Nous vivons à l'ère des ingénieurs - une ère plus préoccupée par le souci d'innover que de comprendre l'événement. C'est une époque de transformation radicale, réfractaire, comme souvent en pareil cas, à l'histoire. À cet égard, ce que l'humanité doit aussi comprendre d'Auschwitz, c'est qu'elle doit adopter une position de plus grande réserve face à la civilisation performante et triomphante qui nous a trahis hier. Une position d'homme face au monde, faite sinon de méfiance, au moins de discernement et d'une adhésion mesurée aux réussites, aux ors brillants et aux leurres de toutes sortes. Notre époque est aussi celle du dénombrement, des statistiques, de la réduction du divers au semblable - ce qui aboutit aux amalgames et à la confusion.

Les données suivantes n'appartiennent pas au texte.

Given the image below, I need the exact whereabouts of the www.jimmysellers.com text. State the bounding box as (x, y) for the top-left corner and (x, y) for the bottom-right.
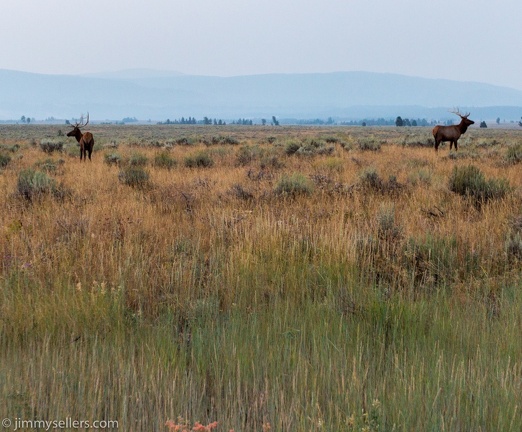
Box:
(2, 417), (119, 431)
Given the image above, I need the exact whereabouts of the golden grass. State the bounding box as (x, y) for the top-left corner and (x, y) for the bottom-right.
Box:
(0, 126), (522, 430)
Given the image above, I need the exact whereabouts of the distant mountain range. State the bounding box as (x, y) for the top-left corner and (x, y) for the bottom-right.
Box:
(0, 69), (522, 121)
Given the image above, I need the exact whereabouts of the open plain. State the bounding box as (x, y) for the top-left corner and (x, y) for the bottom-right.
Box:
(0, 125), (522, 432)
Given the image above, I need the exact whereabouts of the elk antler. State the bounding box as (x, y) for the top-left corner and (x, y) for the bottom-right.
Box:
(73, 113), (89, 129)
(450, 108), (470, 118)
(82, 112), (89, 127)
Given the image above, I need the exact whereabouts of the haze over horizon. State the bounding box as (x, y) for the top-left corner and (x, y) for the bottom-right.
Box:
(0, 0), (522, 90)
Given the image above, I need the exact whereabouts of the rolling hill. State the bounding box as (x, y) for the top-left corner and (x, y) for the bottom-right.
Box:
(0, 69), (522, 121)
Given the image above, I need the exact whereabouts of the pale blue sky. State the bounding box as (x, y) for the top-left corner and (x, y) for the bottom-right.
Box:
(4, 0), (522, 89)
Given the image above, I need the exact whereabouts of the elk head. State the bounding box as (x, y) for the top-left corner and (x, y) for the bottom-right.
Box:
(67, 113), (94, 160)
(432, 109), (475, 151)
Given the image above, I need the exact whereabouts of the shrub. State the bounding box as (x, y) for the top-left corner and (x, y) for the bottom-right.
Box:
(35, 159), (65, 173)
(154, 151), (178, 169)
(506, 144), (522, 164)
(40, 139), (64, 154)
(16, 169), (58, 201)
(275, 173), (314, 196)
(129, 153), (148, 167)
(229, 184), (254, 201)
(118, 166), (149, 188)
(236, 146), (261, 166)
(0, 153), (11, 169)
(357, 138), (381, 151)
(285, 141), (301, 156)
(296, 140), (335, 156)
(185, 152), (214, 168)
(449, 165), (509, 207)
(104, 153), (121, 166)
(359, 168), (383, 190)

La parole de Jérémie est, elle, le cri de l'individu singulier en sa souffrance à nulle autre pareille, opposable à jamais à toutes les tentatives idéologiques de compensation ou de comparaison des souffrances, à ces comptabilités démentes qui voudraient que des victimes rachètent ou effacent d'autres victimes, ou qu'elles soient en compétition les unes avec les autres.

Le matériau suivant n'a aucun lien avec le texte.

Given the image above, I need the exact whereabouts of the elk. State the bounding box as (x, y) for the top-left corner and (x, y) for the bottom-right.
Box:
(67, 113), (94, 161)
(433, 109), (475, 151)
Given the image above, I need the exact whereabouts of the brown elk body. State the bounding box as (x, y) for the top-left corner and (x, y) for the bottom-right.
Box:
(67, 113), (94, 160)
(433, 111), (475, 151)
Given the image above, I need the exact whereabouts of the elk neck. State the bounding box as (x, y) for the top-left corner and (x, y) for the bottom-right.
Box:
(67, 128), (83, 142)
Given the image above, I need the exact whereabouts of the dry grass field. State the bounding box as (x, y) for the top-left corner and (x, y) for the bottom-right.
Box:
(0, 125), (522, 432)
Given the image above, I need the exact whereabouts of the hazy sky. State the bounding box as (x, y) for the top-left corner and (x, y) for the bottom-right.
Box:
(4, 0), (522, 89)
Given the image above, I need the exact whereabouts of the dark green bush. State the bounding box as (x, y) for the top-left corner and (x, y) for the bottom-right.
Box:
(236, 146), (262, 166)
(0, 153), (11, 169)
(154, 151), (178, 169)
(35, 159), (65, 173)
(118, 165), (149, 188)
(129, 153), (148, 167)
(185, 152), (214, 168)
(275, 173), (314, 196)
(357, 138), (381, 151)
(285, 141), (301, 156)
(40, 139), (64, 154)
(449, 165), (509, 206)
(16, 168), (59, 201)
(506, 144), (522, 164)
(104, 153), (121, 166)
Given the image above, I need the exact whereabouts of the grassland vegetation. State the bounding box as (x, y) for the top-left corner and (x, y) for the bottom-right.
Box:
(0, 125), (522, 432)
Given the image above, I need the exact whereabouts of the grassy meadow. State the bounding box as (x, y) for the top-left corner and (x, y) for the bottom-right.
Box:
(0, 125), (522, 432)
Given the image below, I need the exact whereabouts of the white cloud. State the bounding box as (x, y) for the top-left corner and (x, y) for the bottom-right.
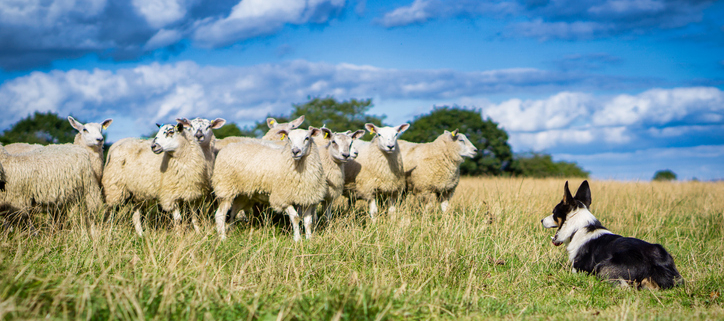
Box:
(131, 0), (186, 28)
(193, 0), (345, 47)
(476, 87), (724, 151)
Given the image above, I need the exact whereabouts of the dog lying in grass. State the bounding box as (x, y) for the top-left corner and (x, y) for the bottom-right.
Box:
(541, 181), (683, 289)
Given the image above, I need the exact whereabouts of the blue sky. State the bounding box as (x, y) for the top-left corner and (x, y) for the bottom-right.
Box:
(0, 0), (724, 180)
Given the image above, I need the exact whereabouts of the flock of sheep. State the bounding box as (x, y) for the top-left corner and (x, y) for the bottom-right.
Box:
(0, 116), (477, 241)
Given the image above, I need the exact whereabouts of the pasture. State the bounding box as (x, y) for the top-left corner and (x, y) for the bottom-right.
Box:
(0, 178), (724, 320)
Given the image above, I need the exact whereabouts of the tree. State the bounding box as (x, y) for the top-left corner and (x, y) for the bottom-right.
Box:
(513, 153), (590, 178)
(653, 169), (676, 181)
(242, 96), (386, 137)
(402, 106), (513, 175)
(0, 111), (78, 145)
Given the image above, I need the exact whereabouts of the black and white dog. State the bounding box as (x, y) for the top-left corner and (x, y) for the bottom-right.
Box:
(541, 181), (682, 289)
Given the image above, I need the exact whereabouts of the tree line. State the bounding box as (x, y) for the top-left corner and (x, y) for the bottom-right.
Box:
(0, 97), (589, 178)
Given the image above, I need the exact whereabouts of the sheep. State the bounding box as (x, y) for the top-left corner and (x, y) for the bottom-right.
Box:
(211, 127), (327, 241)
(4, 143), (45, 154)
(214, 115), (304, 154)
(68, 116), (113, 184)
(0, 145), (103, 228)
(314, 127), (365, 221)
(5, 116), (113, 184)
(398, 129), (478, 213)
(344, 123), (410, 220)
(176, 117), (226, 182)
(103, 121), (210, 237)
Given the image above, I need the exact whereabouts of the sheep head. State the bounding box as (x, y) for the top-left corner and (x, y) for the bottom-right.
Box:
(279, 126), (321, 160)
(176, 117), (226, 144)
(365, 123), (410, 154)
(68, 116), (113, 147)
(151, 122), (191, 154)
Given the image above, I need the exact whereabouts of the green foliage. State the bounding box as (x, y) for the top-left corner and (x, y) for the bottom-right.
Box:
(513, 153), (590, 178)
(402, 106), (513, 175)
(243, 97), (386, 137)
(653, 169), (676, 181)
(0, 111), (78, 145)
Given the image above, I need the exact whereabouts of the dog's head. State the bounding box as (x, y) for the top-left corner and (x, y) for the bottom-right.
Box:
(541, 181), (591, 246)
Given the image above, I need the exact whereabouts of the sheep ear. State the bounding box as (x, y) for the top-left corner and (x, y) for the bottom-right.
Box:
(211, 118), (226, 129)
(395, 123), (410, 134)
(289, 115), (304, 128)
(68, 116), (85, 132)
(365, 123), (377, 135)
(266, 117), (279, 128)
(347, 129), (365, 139)
(101, 118), (113, 129)
(320, 127), (332, 139)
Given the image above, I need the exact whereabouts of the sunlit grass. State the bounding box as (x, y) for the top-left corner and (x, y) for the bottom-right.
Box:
(0, 178), (724, 320)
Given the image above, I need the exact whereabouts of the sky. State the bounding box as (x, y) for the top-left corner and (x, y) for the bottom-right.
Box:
(0, 0), (724, 180)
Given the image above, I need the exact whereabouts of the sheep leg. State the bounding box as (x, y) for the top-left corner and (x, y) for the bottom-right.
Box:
(302, 204), (317, 240)
(286, 206), (302, 242)
(370, 197), (377, 221)
(214, 200), (232, 241)
(133, 208), (143, 237)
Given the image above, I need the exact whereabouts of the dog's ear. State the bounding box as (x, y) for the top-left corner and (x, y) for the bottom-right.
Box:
(562, 181), (575, 205)
(573, 181), (591, 208)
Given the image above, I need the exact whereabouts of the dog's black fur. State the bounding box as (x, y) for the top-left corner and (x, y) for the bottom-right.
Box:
(549, 181), (682, 289)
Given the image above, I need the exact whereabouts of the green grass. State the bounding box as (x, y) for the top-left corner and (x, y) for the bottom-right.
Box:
(0, 178), (724, 320)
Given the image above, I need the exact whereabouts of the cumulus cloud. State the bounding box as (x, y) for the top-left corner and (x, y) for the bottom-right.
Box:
(381, 0), (714, 40)
(479, 87), (724, 151)
(0, 60), (580, 139)
(0, 0), (345, 70)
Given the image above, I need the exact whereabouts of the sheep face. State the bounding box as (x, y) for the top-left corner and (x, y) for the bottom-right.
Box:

S'il veut mesurer la nouvelle condition humaine d'après Auschwitz, l'homme doit se rendre compte qu'il peut exister pire que l'esclavage, pire même que le délire meurtrier. Des personnes tout à fait « normales », à visages et à intelligences humains, peuvent être amenées par esprit hiérarchique ou gestionnaire à agir plus sauvagement que la plus folle des bêtes fauves.
Il a été possible, et il est toujours possible - c'est même devenu techniquement encore plus simple - de planifier froidement et d'organiser méthodiquement l'assassinat de millions d'hommes, de femmes et d'enfants pour rien, sans aucun intérêt matériel, sans raison stratégique, militaire ou économique, par haine pure et gratuite. Au moins, à l'époque obscure de l'esclavage, des butins et des rançons, le cheptel humain avait-il une valeur d'usage ou d'échange. Des millions de Dreyfus, avec ou sans grade, ont été assassinés, sans procès et sans guère de protestation, comme on tue des microbes ou des moustiques… et incinérés comme des ordures. Faudrait-il les oublier ?
Dans la Bible et la tradition rabbinique, Amalec, descendant d'Ésaü, le mauvais frère, est le premier peuple qui combattit les Hébreux sortis d'Égypte. Il l'attaqua par-derrière en s'en prenant aux plus faibles ; il ne craignit pas de perdre la vie pour chercher si possible à l'anéantir ou au moins à montrer sa vulnérabilité. C'est l'ennemi par excellence. « Souviens-toi d'Amalec… Efface la mémoire d'Amalec de dessous les cieux. N'oublie pas. » Par ces formules étonnantes (2), en apparence contradictoires, la Bible nous alerte et donne une leçon qui s'adresse à toutes les générations et à toute l'humanité. Seul le souvenir vigilant et actif permet de détruire à la racine les influences maléfiques d'Amalec. Le souvenir des horreurs du passé nous inspire dans le combat contre les horreurs d'aujourd'hui. À l'inverse, qui veut oublier le mal se condamne à le revivre."